Vegan Pecan Pie: A Sweet and Savory Treat

Vegans can enjoy the classic flavors of pecan pie with this delicious and easy-to-make recipe. This vegan version is made with a flaky, buttery crust and a rich, gooey filling that's bursting with the flavor of pecans.

Ingredients

For the crust:

* 1 1/2 cups all-purpose flour
* 1/2 teaspoon salt
* 1/2 cup (1 stick) vegan butter, cold and cut into small cubes
* 1/4 cup ice water

For the filling:

* 1 cup maple syrup
* 1/2 cup packed light brown sugar
* 1/4 cup cornstarch
* 1/4 teaspoon salt
* 1 teaspoon vanilla extract
* 1 cup chopped pecans

Instructions

1. Make the crust: In a large bowl, whisk together the flour and salt.

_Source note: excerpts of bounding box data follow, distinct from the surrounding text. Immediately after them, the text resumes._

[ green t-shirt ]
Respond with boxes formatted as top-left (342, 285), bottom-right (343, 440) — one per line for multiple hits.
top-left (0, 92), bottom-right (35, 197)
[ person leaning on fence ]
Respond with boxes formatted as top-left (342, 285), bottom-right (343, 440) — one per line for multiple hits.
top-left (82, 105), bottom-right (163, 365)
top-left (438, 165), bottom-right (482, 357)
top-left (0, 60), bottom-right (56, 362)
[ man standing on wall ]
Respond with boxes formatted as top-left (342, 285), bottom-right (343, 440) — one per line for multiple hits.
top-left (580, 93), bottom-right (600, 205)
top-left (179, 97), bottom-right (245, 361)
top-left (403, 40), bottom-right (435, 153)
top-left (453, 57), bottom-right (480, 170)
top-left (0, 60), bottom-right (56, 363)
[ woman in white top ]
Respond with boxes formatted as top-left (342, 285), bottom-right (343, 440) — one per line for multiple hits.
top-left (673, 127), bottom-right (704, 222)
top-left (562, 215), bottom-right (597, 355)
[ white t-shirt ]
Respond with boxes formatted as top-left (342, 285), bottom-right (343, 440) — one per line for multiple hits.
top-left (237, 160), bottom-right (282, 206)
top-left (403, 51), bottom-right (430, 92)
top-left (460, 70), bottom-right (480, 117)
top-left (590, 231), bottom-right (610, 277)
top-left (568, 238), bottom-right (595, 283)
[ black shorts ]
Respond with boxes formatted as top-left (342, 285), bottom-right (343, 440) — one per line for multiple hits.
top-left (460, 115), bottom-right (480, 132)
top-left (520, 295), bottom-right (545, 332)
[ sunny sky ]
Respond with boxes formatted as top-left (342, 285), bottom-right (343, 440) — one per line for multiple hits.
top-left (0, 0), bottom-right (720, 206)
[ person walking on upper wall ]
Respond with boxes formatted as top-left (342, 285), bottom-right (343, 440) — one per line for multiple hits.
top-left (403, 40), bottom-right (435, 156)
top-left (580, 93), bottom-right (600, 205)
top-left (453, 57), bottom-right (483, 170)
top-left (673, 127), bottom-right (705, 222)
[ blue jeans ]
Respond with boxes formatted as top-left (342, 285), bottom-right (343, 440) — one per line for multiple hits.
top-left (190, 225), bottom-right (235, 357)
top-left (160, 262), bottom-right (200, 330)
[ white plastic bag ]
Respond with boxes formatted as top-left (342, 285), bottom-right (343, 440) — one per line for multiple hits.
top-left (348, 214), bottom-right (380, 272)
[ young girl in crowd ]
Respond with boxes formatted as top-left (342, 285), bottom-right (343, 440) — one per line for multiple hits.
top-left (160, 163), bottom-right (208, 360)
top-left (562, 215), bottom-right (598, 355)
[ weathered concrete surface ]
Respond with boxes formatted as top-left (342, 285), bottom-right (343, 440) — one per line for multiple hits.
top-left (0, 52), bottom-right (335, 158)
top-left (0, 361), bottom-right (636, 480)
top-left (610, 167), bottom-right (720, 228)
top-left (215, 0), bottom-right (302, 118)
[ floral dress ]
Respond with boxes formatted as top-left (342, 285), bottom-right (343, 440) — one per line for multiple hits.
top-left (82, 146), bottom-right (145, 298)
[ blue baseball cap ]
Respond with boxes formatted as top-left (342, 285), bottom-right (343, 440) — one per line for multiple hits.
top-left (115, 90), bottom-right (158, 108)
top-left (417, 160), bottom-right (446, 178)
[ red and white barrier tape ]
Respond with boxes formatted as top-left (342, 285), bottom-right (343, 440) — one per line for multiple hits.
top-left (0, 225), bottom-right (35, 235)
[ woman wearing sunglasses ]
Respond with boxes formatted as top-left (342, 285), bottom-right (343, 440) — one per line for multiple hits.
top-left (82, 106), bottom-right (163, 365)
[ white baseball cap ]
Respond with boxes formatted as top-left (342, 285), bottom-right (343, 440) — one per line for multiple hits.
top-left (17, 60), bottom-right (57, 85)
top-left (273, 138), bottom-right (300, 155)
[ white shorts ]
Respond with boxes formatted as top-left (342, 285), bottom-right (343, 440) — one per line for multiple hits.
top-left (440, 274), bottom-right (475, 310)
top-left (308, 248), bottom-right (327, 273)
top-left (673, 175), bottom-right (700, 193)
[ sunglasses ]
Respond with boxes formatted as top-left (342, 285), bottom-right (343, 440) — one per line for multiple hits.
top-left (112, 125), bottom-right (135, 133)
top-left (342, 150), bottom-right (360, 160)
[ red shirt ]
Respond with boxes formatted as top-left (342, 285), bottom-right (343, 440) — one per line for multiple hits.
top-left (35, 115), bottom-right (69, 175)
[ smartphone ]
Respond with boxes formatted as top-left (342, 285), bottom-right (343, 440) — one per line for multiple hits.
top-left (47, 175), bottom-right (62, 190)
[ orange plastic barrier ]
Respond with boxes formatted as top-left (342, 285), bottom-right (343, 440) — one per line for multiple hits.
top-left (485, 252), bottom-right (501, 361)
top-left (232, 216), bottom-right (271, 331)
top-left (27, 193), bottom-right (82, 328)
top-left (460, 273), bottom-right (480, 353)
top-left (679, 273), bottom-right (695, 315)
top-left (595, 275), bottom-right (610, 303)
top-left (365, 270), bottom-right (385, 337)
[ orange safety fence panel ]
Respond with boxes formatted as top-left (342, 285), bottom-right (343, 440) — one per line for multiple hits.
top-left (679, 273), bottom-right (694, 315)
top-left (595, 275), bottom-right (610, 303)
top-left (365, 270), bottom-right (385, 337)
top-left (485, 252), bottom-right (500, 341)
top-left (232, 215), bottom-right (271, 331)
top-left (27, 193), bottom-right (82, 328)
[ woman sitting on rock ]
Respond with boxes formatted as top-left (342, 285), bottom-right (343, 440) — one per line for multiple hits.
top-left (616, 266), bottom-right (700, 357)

Add the butter and use your fingers to work it into the flour until it resembles coarse crumbs. Add the ice water one tablespoon at a time, mixing until the dough just comes together. Form the dough into a ball, wrap it in plastic wrap, and refrigerate for at least 30 minutes.
2. Preheat the oven: Preheat the oven to 350 degrees F (175 degrees C).
3. Roll out the dough: On a lightly floured surface, roll out the dough to a 12-inch circle. Transfer the dough to a 9-inch pie plate and trim the edges. Crimp the edges as desired.
4. Make the filling: In a large bowl, whisk together the maple syrup, brown sugar, cornstarch, salt, and vanilla extract. Stir in the pecans. Pour the filling into the pie crust.
5. Bake the pie: Bake the pie for 45-50 minutes, or until the crust is golden brown and the filling is set. Let the pie cool completely before serving.

Tips

* For a richer flavor, use dark maple syrup.
* If you don't have a pie plate, you can use a 9-inch springform pan.
* To make the pie ahead of time, bake it and let it cool completely. Wrap the pie in plastic wrap and refrigerate for up to 3 days. When ready to serve, let the pie come to room temperature for at least 30 minutes before unwrapping.